Wenige Wochen darauf meldete sich Manning.
„Ich weiß mit absoluter Sicherheit, dass er die ersten drei Fragen nicht beantworten wird, aber möglicherweise kommentiert er die vorletzte und eventuell auch die letzte. Ich werde es dich wissen lassen, wann und falls überhaupt.“
Die ersten drei Fragen drehten sich um die Arbeit mit AC/DC im Studio. Die Monate verstrichen. Keine Antwort.
Schließlich informierte mich Manning: „Wie ich vermutet hatte, zieht er es vor, die Fragen nicht auf einem öffentlichen Weg zu beantworten.“
***
Glücklicherweise unterhielt ich mich mit fünf Personen, die bei den besten AC/DC-Aufnahmen hinter dem Mischpult saßen, mit ihnen in nächster Nähe arbeiteten und ihren Sound besser kennen als alle anderen lebenden Zeitzeugen, mal abgesehen von Mutt Lange und George Young. Mark Opitz (Let There Be Rock, Powerage), Tony Platt (Highway To Hell, Back In Black, Flick Of The Switch, Let There Be Rock: The Movie – Live In Paris), Jimmy Douglass (Live From The Atlantic Studios), David Thoener (For Those About To Rock) und Mike Fraser (The Razors Edge, Ballbreaker, Stiff Upper Lip, Black Ice, Backtracks, Family Jewels, Iron Man 2, Rock Or Bust).

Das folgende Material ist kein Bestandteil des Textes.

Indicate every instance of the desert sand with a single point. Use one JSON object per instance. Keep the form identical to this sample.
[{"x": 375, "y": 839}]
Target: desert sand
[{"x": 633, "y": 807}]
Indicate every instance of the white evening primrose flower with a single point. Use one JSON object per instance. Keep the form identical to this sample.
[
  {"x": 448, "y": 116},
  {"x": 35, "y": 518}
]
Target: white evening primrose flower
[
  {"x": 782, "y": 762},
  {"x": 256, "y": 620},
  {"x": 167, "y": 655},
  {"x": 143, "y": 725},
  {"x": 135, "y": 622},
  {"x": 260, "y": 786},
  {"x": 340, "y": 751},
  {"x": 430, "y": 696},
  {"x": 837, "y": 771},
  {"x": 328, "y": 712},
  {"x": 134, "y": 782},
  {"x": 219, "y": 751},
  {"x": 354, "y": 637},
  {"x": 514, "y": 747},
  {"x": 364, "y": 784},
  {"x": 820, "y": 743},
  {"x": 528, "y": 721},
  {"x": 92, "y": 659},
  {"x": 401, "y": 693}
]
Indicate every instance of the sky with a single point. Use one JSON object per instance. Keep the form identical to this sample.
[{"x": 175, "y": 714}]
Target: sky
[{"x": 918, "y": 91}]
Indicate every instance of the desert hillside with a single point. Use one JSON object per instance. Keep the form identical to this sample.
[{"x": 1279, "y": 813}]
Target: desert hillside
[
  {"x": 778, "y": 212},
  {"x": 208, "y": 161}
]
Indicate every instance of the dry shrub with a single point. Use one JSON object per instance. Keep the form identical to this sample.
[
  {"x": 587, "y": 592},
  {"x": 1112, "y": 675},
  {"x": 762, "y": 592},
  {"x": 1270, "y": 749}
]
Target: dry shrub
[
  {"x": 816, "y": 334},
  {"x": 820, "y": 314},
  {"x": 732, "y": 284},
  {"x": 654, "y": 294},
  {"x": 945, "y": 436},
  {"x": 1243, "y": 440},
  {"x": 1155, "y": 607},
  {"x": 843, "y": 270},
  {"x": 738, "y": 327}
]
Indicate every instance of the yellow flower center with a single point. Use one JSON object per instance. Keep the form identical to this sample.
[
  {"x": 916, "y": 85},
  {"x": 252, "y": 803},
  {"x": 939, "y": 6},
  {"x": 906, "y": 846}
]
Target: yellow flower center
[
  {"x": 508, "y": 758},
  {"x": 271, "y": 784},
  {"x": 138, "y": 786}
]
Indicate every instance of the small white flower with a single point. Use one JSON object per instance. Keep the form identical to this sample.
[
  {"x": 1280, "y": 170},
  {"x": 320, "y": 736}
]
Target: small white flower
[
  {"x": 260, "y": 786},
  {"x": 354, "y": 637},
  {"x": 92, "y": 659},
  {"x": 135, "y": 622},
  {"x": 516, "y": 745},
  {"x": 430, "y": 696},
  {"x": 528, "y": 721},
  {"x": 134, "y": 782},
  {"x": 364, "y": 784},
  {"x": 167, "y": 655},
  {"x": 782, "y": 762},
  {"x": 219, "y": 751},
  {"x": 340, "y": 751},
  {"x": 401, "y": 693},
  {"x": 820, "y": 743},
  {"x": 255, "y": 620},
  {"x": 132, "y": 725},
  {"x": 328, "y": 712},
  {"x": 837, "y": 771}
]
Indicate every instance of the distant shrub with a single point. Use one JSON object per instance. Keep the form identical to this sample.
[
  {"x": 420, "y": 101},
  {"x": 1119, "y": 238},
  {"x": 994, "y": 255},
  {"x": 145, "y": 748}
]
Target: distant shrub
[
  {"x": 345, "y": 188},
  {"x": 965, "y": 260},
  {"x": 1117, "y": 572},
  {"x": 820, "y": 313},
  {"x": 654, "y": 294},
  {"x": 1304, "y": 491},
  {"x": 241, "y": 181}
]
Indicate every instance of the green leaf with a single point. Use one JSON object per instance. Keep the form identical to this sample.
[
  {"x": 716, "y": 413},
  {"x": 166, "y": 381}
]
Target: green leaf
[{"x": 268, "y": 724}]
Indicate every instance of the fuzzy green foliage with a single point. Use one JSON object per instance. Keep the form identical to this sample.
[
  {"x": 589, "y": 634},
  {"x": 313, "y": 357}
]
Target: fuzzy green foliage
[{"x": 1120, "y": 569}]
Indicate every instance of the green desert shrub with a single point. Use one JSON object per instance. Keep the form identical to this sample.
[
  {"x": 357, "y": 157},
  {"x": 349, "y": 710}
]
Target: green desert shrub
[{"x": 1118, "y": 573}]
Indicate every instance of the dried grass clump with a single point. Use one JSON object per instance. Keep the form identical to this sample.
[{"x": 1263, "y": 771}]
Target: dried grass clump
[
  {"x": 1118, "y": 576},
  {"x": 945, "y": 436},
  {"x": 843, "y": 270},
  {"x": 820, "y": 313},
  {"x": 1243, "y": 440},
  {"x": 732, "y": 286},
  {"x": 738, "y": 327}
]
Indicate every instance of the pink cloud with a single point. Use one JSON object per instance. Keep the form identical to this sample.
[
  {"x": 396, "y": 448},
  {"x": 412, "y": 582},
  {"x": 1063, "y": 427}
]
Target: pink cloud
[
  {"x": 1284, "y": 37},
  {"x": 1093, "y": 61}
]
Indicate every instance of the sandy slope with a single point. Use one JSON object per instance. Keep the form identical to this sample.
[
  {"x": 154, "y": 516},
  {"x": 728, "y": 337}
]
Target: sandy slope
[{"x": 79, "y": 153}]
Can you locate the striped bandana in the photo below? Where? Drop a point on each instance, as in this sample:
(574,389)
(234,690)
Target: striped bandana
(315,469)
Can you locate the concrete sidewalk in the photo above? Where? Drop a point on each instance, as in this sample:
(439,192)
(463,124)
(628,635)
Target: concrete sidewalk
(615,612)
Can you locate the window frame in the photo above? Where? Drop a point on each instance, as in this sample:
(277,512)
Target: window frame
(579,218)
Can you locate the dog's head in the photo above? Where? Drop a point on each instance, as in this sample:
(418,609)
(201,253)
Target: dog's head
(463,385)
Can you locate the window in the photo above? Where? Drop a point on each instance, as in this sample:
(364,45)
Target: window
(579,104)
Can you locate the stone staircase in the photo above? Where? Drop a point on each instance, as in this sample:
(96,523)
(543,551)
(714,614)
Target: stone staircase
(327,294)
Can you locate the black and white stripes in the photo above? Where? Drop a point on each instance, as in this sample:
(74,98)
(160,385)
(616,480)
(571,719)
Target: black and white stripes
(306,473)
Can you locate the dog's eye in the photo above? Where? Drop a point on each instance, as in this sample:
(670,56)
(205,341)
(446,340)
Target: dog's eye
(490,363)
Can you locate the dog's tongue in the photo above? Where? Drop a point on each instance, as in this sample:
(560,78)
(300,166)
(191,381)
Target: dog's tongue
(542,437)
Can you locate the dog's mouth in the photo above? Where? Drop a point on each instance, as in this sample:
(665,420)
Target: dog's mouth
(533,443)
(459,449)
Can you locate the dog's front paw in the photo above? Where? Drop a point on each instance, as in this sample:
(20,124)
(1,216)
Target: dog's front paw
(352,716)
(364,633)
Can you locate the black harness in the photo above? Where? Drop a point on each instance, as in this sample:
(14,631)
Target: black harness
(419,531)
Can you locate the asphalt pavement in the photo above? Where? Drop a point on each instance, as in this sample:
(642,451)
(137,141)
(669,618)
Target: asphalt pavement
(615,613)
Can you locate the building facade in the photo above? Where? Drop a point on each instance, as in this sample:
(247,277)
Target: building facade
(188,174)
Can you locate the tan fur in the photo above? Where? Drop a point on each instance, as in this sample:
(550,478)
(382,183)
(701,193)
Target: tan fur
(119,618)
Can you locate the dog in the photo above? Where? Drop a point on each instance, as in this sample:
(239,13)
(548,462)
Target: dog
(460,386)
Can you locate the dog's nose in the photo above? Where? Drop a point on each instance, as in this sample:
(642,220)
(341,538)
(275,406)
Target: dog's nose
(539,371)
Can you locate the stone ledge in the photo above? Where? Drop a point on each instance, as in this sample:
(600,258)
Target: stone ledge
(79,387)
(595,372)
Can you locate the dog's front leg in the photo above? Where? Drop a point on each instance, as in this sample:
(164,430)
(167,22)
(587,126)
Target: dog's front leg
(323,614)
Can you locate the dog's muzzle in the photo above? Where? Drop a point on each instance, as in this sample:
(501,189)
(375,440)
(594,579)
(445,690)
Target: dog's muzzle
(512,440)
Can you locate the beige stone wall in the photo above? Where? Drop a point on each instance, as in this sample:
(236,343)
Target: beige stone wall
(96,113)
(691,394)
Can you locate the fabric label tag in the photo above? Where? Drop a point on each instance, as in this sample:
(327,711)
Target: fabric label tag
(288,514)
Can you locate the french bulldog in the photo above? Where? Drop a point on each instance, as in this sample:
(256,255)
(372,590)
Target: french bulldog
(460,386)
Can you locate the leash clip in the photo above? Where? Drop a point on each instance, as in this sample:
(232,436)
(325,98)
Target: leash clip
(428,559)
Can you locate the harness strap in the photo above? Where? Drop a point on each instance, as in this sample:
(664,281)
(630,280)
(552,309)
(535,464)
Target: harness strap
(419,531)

Ihr Humor, das technische Fachwissen, die Kenntnis der Musik und die Freimütigkeit während des Projekts, das manchmal wie ein Kapitel aus Don Quijote erschien, werde ich niemals vergessen.
Aber auch andere in das Projekt involvierte Personen haben sich als wichtige Quellen und Hinweisgeber erwiesen: Die Easybeats-Ikonen Stevie Wright und Gordon „Snowy“ Fleet; die Rockproduzenten Terry Manning, Shel Talmy, Kim Fowley und Ray Singer; Barry Diament – Mastering-Tontechniker; AC/DCs erster Sänger Dave Evans; John Proud, Session-Drummer von AC/DC, Marcus Hook Roll Band und Stevie Wright; Tony Currenti, ebenfalls Session-Drummer von AC/DC und Stevie Wright; AC/DC-Bassist Mark Evans; die AC/DC-Manager David Krebs, Steve Leber, Ian Jeffery, Michael Browning, Cedric Kushner und Stewart Young; die australischen Rockmusiker Rob Riley, Bernard Fanning, Joel O’Keeffe, Tim Gaze, Chris Masuak, Phil Jamieson, Allan Fryer, John Swan, Mark Gable, Joe Matera, Deniz Tek und der verstorbene Mandawuy Yunupingu; die Rockjournalisten Billy Altman, Robert Hilburn und Anthony O’Grady; die Rockfotografen Lisa Tanner, Dick Barnatt und Philip Morris; Rockpromoter Sidney Drashin, Jack Orbin und Mark Pope; Matt Sorum, der Schlagzeuger von Guns N’ Roses, The Cult und Velvet Revolver; Terry Slesser, Sänger von Back Street Crawler; John Wheeler von Hayseed Dixie; der Dropkick Murphys-Frontmann und -Bassist Ken Casey; Georg Dolivo, Sänger und Gitarrist von Rhino Bucket; die hochrangigen Mitarbeiter von Plattenfirmen Phil Carson, Chris Gilbey, John O’Rourke und Derek Shulman; und insbesondere der unermüdlichen Jerry Greenberg, welcher an einem Punkt in den Siebzigern sicherlich durch seine Rolle als Präsident von Atlantic Records zu den mächtigsten Männern im Musikgeschäft zählte.